White Noise, Autocorrelation and Seasonal Decomposition

Time Series Definition

In this course we are interested are mostly univariate discrete-time series which may be denoted by \(\{z_t\}\) or more explicitly \(z_1, z_2, \ldots\). Sometimes we may consider bivariate time series \((x_t, y_t), t=1,2,\ldots\) or more general \(k\)-variate time series \((x_{t,j}), t=1,2,\ldots; j=1,\ldots,k\).

The data generating mechanism is assumed to be some probability model. In the simplest case, we may assume an infinite normal distribution which in the univariate case simply means that for any \(T\) and any real \(\alpha_1,\ldots,\alpha_T\) then \(\alpha_1 z_1 + \ldots + \alpha_T z_T\) is normally distributed. In many cases the normal assumption works very well as an approximation.

Two important illustrative examples of time series models are the white noise model and random walk with deterministic drift.

White noise time series

We assume that \(z_t, t=1,2,\ldots\) is a collection of independent and identically distributed random variables. Often we may also assume that these variables are centered to have mean zero, so \({\rm E}\{z_t\} = 0, t=1,2,\ldots\) and \({\rm Var}(z_t) = \sigma_z^2\). When this distribution is normal, the term Gaussian white noise is used.

The term white noise arose in electrical engineering where it is useful to decompose a time series into a series of random sinuosids. For white noise, the expected amplitudes are equal at all frequencies just like when ordinary “white” light is decomposed by a prism into the familiar ROYGBIV spectrum.

Sometimes more general definitions of white noise are used so the only requirements are that of constant mean, constant variance and uncorrelatedness. These assumptions may be written, \({\rm E}\{z_t\} = 0\), \({\rm Var}\{z_t\} = \sigma_z^2\) and \({\rm Cov}\{z_t, z_s\} = 0, t \ne s; t,s=1,2,\ldots\)

The infinite dimensionsal collection of random variables that comprise the time series are known as an ensemble which is the counterpart of sample space in mathematical statistics.

In practice we obtain \(T\) consecutive observations of a time series, \(z_t, t=1,\ldots,T\). Our methods are most useful when \(T \ge 50\) and preferably \(T \ge 100\). This is a desirable sample size, not an absolute requirement since we must often deal with shorter time series. Four examples of Gaussian white noise with mean 100 and standard deviation 15 with \(T = 50\) are shown below.

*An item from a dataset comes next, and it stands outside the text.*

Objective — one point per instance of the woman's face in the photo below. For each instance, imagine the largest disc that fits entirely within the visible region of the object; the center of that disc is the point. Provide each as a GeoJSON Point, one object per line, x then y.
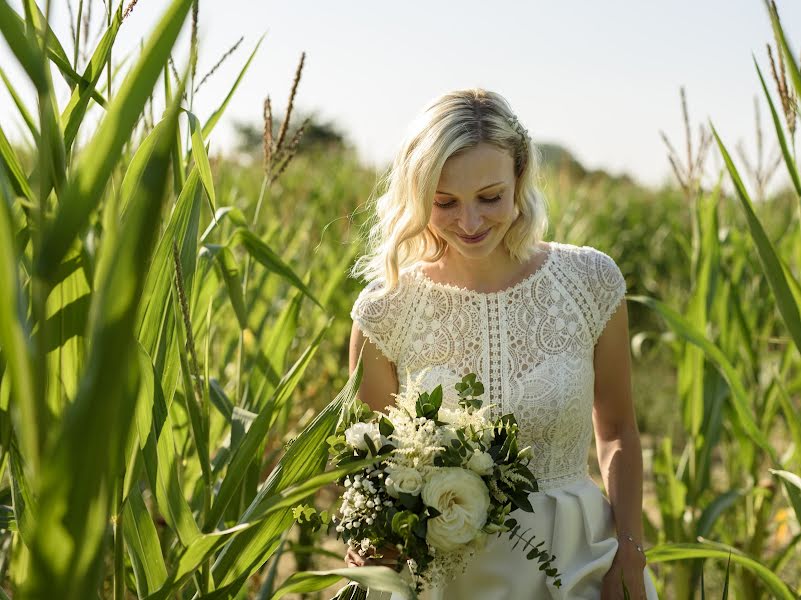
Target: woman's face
{"type": "Point", "coordinates": [475, 195]}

Optimal Prediction and Prediction Intervals

Given an observed a time series \(z_t\) for \(t=1,\ldots,T\), the optimal forecast for a future value of the time series, \(z_{T+\ell},\ \ell \ge 1\) is the expected value under the model conditional on the observed data \(z_1, \ldots, z_T\). The optimal forecast is denoted by \(z_T(\ell)\). This notation indicated that \(z_T(\ell)\) is the optimal forecast for the future value at forecast origin time \(T\) and lead time \(\ell\).

For the simple example of Gaussian white noise with mean 100 and standard deviation 15, \(z_T(\ell) = 100\) for all \(\ell \ge 1\) and its variance is denoted \(V_\ell\) and \(V_\ell = 15^2, \ell = 1, 2, \ldots\).

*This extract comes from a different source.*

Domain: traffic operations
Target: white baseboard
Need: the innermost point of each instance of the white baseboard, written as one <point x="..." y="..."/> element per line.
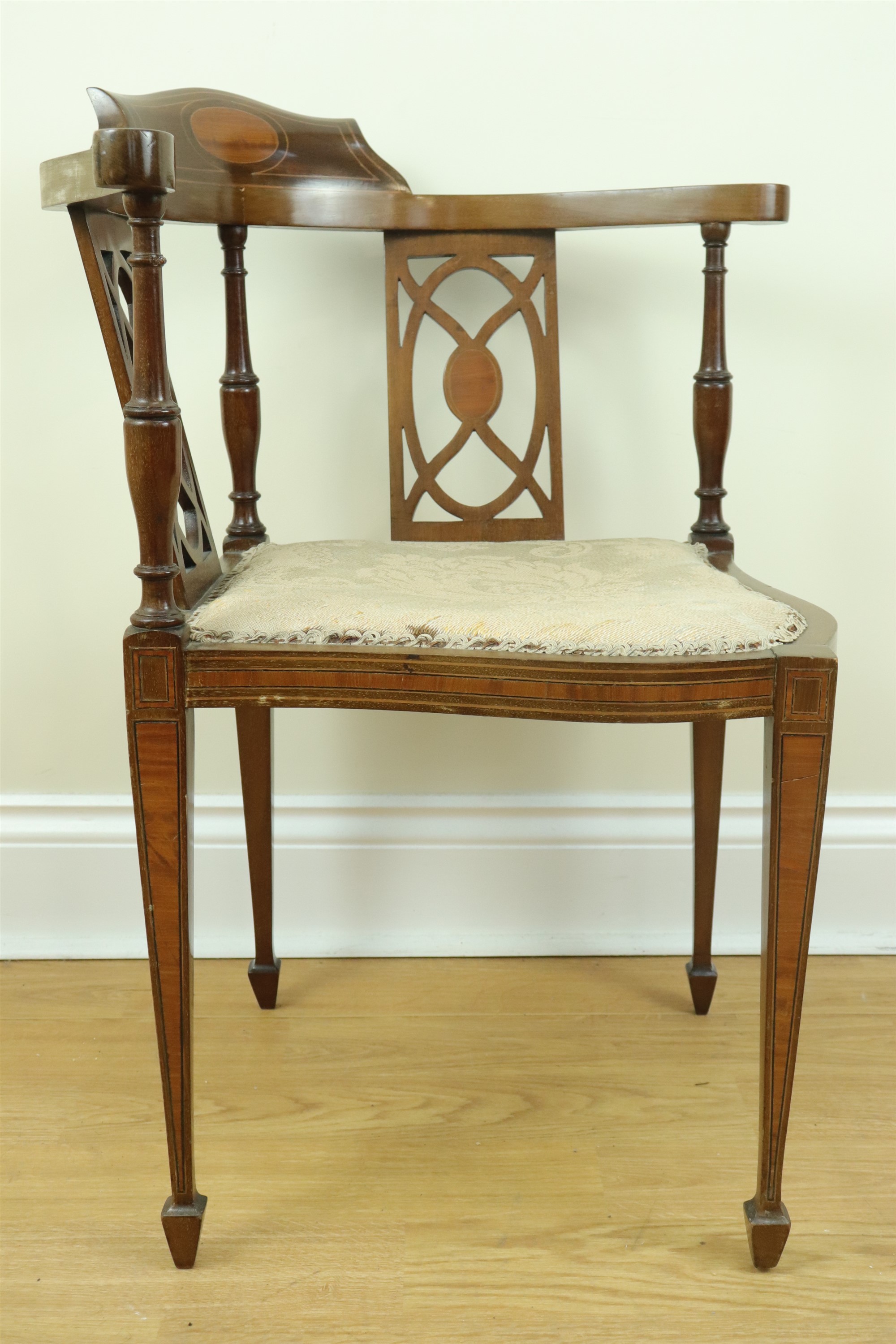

Under the normality assumption the \(1-\alpha\) prediction interval for \(z_T(\ell)\) is \(z_T(\ell) \pm \Phi^{-1}(1-\alpha/2) \sqrt{V_{\ell}}\), where \(\Phi^{-1}(z)\) is the inverse normal CDF. In time series prediction we may consider intervals corresponding to 50%, 75% and 95% corresponding to \(\alpha=0.5, 0.25, 0.05\) and \(\Phi^{-1}(1-\alpha/2)\) corresponding then to 0.67, 1.15, 1.96.

Under more general distributional assumptions than normality, the prediction intervals may be estimated using a parametric bootstrap.

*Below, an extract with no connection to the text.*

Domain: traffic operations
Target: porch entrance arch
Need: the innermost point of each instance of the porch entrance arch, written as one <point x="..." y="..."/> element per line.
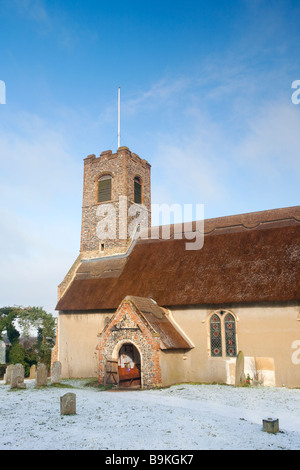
<point x="123" y="368"/>
<point x="129" y="366"/>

Stationary Time Series, ACVF and ACF

The time series \(z_t, t=1,2,\ldots\) is stationary if and only if its mean and variance exists and \(\gamma_k = {\rm Cov}(z_t, z_{t-k})\) exists and does not depend on \(t\). The function \(\gamma_k, k = 0, \pm 1, \pm 2, ...\) is called the theoretical autocovariance function (TACVF). In many applications we will use the autocorrelation function. The theoretical autocorrelation function (TACF) is defined by

\[\rho_k = \frac{\gamma_k}{\gamma_0}.\]

For white noise \(\rho_k = 0,\ k \ne 0\) and \(\rho_0 = 1\).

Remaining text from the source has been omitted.